Soon, perhaps, the only billionaires in the PRC will be the 25 members of the party politburo. The same kind of grotesque hypocrisy was a feature of life during the original Cultural Revolution. The Private Life of Chairman Mao, written by Li Zhisui, Mao’s personal physician for almost twenty years, tells the tale of a Red Emperor who publicly proclaimed the joys of communist egalitarianism and self-sacrifice while denying himself none of the decadent pleasures of an imperial court.

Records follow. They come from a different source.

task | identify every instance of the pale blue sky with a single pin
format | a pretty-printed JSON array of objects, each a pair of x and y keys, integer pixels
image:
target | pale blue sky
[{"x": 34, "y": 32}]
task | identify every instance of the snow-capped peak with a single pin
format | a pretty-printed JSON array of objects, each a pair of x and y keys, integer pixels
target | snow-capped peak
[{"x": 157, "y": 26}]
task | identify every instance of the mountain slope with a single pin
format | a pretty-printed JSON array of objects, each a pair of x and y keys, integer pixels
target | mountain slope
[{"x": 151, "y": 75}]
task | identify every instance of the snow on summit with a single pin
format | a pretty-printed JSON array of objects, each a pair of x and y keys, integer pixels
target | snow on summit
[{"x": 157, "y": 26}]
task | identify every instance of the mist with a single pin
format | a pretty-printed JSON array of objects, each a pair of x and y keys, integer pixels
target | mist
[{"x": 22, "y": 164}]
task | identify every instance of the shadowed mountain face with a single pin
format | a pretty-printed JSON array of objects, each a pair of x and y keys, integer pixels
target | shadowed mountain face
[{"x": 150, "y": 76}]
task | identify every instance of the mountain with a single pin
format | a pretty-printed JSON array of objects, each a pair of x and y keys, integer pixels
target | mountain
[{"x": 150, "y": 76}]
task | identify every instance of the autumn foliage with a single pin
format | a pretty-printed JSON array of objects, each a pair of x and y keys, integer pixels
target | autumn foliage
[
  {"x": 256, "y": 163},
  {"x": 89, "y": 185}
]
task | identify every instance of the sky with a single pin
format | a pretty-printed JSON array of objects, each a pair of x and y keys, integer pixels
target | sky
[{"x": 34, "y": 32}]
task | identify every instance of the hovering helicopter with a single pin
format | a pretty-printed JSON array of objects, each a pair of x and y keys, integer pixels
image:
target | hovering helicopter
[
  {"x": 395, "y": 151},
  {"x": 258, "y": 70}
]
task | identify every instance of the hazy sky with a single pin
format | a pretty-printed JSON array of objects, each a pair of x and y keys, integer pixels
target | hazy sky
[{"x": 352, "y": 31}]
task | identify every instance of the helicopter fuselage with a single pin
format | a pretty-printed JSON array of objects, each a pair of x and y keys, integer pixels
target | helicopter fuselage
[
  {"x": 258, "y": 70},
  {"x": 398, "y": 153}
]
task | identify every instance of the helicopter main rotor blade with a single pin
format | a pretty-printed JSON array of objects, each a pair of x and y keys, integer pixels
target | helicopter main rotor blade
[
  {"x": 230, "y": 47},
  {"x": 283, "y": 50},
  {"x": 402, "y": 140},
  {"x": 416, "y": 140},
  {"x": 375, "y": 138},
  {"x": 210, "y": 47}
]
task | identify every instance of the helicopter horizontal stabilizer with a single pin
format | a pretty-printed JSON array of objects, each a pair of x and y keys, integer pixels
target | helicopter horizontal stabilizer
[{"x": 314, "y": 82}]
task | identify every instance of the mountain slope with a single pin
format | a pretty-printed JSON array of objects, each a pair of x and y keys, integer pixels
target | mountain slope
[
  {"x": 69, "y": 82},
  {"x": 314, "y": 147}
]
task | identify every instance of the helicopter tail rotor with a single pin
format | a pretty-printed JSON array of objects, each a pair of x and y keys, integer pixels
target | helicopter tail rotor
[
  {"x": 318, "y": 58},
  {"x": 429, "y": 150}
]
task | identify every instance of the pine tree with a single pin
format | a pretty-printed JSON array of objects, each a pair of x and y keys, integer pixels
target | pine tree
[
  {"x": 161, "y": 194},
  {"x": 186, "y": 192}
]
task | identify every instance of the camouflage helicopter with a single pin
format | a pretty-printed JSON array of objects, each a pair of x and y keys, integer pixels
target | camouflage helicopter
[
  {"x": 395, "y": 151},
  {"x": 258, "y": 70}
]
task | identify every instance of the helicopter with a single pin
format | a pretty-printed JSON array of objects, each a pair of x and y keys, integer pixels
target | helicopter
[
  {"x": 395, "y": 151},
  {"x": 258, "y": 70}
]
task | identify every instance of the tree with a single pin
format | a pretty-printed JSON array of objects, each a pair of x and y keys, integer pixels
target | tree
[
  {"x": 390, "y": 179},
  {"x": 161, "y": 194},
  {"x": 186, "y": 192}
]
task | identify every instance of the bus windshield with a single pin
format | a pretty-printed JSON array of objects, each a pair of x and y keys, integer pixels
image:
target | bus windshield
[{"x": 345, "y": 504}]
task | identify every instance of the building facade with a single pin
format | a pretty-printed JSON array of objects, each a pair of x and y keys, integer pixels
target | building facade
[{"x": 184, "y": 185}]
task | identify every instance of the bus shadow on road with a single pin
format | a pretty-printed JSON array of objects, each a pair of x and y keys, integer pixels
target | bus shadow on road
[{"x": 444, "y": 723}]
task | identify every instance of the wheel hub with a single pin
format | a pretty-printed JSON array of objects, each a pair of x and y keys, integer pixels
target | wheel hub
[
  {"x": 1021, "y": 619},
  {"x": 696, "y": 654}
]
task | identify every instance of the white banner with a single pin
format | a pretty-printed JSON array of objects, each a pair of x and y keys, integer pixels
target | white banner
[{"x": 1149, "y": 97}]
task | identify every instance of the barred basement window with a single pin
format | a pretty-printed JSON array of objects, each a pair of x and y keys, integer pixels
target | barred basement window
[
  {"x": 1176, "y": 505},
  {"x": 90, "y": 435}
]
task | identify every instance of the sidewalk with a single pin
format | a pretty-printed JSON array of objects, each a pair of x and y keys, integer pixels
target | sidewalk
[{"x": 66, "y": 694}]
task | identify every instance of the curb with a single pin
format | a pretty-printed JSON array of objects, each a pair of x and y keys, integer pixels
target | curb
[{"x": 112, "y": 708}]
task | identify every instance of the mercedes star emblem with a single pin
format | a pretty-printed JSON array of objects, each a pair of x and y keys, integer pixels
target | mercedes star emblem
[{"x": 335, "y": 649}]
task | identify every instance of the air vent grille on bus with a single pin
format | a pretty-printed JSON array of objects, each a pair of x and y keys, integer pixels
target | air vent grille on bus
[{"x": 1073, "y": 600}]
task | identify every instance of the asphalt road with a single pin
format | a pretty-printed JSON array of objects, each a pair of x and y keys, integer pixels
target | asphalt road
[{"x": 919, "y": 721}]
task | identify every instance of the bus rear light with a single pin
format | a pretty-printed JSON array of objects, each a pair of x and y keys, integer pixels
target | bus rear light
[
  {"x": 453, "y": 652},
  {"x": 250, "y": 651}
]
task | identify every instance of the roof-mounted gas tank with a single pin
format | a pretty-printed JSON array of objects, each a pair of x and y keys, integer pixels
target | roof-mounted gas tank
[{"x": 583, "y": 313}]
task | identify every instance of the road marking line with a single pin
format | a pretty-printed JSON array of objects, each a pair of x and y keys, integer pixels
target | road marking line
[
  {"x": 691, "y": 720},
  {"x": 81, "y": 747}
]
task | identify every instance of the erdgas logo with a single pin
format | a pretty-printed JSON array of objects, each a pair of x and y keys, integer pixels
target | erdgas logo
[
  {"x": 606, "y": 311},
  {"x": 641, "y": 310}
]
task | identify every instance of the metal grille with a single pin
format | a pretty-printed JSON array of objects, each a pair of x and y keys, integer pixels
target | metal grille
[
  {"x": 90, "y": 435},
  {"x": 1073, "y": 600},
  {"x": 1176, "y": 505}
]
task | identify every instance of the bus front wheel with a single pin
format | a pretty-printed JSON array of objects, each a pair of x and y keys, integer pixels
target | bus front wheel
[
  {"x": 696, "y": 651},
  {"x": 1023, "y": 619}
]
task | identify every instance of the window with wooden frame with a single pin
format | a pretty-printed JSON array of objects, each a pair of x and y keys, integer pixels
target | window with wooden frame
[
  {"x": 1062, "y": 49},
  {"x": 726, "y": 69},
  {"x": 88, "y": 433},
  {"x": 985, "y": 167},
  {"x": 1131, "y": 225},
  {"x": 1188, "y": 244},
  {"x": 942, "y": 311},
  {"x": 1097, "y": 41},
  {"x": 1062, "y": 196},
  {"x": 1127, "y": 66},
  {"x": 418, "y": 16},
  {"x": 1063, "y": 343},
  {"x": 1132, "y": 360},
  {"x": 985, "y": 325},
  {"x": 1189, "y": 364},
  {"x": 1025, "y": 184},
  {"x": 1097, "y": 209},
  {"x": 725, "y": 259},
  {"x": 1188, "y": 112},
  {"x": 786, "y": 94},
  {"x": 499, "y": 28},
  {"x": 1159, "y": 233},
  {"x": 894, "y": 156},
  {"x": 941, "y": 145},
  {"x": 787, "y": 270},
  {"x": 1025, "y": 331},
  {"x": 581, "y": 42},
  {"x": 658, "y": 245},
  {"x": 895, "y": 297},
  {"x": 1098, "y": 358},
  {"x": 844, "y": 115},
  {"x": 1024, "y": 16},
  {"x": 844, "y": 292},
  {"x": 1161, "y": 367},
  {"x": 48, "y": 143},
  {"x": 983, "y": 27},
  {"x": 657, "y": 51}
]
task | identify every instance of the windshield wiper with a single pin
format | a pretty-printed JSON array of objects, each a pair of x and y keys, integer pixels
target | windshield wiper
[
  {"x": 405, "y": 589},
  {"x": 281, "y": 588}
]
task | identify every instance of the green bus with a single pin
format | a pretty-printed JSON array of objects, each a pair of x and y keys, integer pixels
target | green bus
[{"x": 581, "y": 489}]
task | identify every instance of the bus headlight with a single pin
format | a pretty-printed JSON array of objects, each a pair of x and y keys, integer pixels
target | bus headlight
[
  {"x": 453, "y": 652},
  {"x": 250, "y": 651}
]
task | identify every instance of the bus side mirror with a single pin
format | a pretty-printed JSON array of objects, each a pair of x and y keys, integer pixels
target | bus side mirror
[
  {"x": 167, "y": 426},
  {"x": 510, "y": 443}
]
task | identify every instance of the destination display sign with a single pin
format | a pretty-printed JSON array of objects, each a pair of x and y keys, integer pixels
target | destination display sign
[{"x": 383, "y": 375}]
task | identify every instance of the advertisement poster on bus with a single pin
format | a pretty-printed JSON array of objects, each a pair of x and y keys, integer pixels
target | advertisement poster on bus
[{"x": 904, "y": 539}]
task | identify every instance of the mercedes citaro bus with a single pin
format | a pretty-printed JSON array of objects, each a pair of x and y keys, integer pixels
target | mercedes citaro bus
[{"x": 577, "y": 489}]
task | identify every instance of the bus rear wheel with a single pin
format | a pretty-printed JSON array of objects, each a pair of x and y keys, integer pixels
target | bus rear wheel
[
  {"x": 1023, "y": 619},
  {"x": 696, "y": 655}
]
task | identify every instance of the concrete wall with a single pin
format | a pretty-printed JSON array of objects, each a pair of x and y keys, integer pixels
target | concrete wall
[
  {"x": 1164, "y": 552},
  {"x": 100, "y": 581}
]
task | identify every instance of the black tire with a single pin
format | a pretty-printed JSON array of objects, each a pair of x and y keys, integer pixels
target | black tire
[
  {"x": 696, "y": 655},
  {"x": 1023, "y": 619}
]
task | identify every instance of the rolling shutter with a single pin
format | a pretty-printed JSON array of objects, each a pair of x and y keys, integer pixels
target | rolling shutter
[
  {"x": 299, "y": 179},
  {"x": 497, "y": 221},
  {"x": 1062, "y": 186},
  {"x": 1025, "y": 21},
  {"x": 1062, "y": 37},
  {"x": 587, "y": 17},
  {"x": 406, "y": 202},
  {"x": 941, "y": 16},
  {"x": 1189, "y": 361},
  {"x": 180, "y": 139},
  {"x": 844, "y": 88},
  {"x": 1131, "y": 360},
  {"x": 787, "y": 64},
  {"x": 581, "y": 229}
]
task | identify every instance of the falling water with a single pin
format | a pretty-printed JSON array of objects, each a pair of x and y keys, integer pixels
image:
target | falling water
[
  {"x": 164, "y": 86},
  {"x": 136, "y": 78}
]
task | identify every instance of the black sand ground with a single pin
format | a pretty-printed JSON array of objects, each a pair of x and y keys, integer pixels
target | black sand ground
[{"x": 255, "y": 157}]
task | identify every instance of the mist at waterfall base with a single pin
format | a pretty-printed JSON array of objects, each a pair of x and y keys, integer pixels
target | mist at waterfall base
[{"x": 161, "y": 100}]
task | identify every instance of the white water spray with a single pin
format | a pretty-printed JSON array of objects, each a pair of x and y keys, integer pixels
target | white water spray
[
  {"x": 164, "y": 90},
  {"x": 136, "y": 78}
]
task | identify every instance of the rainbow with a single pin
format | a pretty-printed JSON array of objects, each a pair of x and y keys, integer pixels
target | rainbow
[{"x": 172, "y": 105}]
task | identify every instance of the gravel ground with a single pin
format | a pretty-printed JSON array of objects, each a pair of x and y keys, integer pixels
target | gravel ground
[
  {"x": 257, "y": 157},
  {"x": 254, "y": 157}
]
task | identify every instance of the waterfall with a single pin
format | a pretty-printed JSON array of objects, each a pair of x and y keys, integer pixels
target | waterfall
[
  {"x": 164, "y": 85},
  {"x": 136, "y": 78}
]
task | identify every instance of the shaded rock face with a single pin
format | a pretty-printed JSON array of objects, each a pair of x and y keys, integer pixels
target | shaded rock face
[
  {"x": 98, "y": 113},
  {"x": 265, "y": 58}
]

Today a new Red Emperor is tackling the problem of ‘extreme wealth’. Meanwhile, he and his coterie live in exclusive and secluded compounds, including Zhongnanhai, a former imperial garden in the Imperial City. Xi’s extended family accumulated their first billion dollars as long ago as 2012, the year Xi came to power. A report filed at the time by John Garnaut claimed Xi’s older brother, Qi Qiaoqiao, acquired untold wealth on behalf of the family ‘beneath assumed names and layers of holding companies’. Nonetheless, Chairman Xi, even in 2012, made a point of lecturing new cadres on the value of studying ‘Mao Zedong Thought’ to ‘avoid the lure of money’.

Chairman Xi’s attempt to copy Chairman Mao can be embarrassing, including ditching the business suit in favour of a Mao party costume for his address in Tiananmen Square to celebrate the 100th birthday of the Chinese Communist Party. There was a time when China could not survive a single day without a wise and well-chosen word from the Great Helmsman. Those days are back! Now hardly a news bulletin goes by without Helmsman Xi cited as ‘urging’ one thing or another – France and Germany not to side with the US or China’s journalists to conform to the Chinese Communist Party.

Paramount leader Deng, himself a victim of Mao’s Cultural Revolution, had a choice to make in 1978-79 when the dissident Wei Jingshen critiqued the regime’s Four Modernisations strategy – agriculture, industry, science/technology and defence. In a wall poster and subsequently an essay called Fifth Modernisation, Wei insisted on the need for a guarantee of democracy and personal freedoms. Wei argued that without this, the return of Maoist totalitarianism was always a possibility – no amount of market reforms and opening the country up to foreign investment changed the fact that the political system remained a dictatorship of the Communist Party, an organisation that could no longer be trusted to modernise China given its track record over the previous thirty years.

Deng Xiaoping disagreed. He jailed Wei and subsequently dismantled Democracy Wall, confident that by introducing market reforms and adopting a somewhat more liberal attitude to the arts and literature, the party showed it could be trusted to not repeat the mistakes of the past. The de-Maoisation of China would endure, albeit with Mao’s perfectly preserved body on display within a crystal coffin in an ornate mausoleum off Tiananmen Square. How wrong can you be?